How does that compare to the three other folks?

Roy
Wins: 15
Goals-against average: 1.93
Save percentage: .923

It’s hard to believe that Roy was just 20 when he won the Conn Smythe in 1986. The Canadiens weren’t supposed to win the Cup. Roy wasn’t supposed to lead them there. Instead, we watched the origins of one of the greatest goalies of all time.

Ward
Wins: 15
Goals-against average: 2.14
Save percentage: .920

Ward replaced Martin Gerber after the latter dropped the first two games against the Montreal Canadiens in Round 1 in 2006. The Hurricanes were a differnet team after that and Ward became the first rookie goalie since Roy to hoist the Cup. Like Binnington, Ward wasn’t the starter at the beginning on the season.

Murray
Wins: 15
Goals-against average: 2.08
Save percentage: .923

Murray usurped Jeff Zatkoff in Round 1 against the New York Rangers in 2016 and would only see the bench once the rest of the way as the Penguins rode Murray to their first of two straight Stanley Cups.
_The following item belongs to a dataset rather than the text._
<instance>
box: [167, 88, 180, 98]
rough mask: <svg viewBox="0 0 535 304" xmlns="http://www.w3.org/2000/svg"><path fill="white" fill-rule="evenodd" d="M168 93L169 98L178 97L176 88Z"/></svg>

Binnington’s story will be just as interesting as the other three that came before him, if not more so.

The savior, Binnington entered the Blues crease on Jan. 7 with the Blues stuck in the basement of the NHL. His first start would be a 25-save shutout, and the beginning of one of the most remarkable turnarounds in NHL history.

To really cement that, Binnington needs just one win in the next two games to write the last chapter in what’s been anything but a fictional novel for himself and his team.